Panagiotis Artikis, Ph.D., Department of Business Administration, University of Piraeus, 80 Karaoli & Dimitriou Str., Piraeus, 18534, Greece
In the past years, in the finance literature internationally, there has been an increased attention to the Fama & French (1993) three-factor asset-pricing model (3FM) and its extended version the four-factor model proposed by Carhart (1997). According to these models asset returns can be attributed to four risk factors, namely the market premium, the value factor, the size factor and the momentum factor. In a seminal work in the area of asset pricing Liew and Vasalou (2000) showed, using data from ten countries, that the four risk factors can be linked to future Gross Domestic Product (GDP) growth.
The present study extends the work of Liew and Vasalou (2000) by focusing in a sample of companies from a small European stock market that has totally different characteristics from other mature stock markets. Specifically, the study examines whether there is a relationship between the behaviour of stock prices of Greek listed firms and future economic activity as measured by the GDP growth rate, for a time period from 1995 to 2008.
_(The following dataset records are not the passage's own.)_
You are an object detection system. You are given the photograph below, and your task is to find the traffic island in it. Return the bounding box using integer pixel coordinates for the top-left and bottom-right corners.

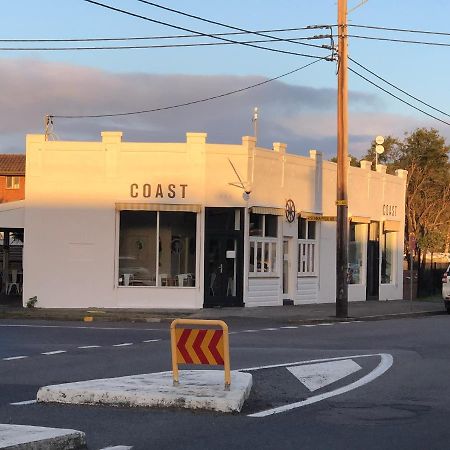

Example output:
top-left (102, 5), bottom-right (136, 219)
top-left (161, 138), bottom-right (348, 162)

top-left (0, 424), bottom-right (86, 450)
top-left (37, 370), bottom-right (253, 413)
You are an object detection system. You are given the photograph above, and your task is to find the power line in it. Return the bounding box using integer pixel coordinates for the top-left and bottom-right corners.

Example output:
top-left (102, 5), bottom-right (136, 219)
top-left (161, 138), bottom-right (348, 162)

In order to further investigate whether the four risk factors can be leading indicators for future macroeconomic growth, the holdout sample of the Greek market is subsequently divided into two sub–samples depending on the economic activity (secondary or service sector) of the firms, resulting into three separate empirical tests. The methodology employed involves: a) univariate regressions of GDP growth on the lagged return to each of the individual risk factors (market premium, size, value and momentum), b) two factor regressions in order to compare each of the risk factors relative to the market risk premium, and c) a multi-factor regression that includes all risk factors side-by-side. We expect that the performance of the four risk factors (market premium, size, value and momentum) will be positively related to future economic growth for all regressions, by the whole sample and by sector of economic activity.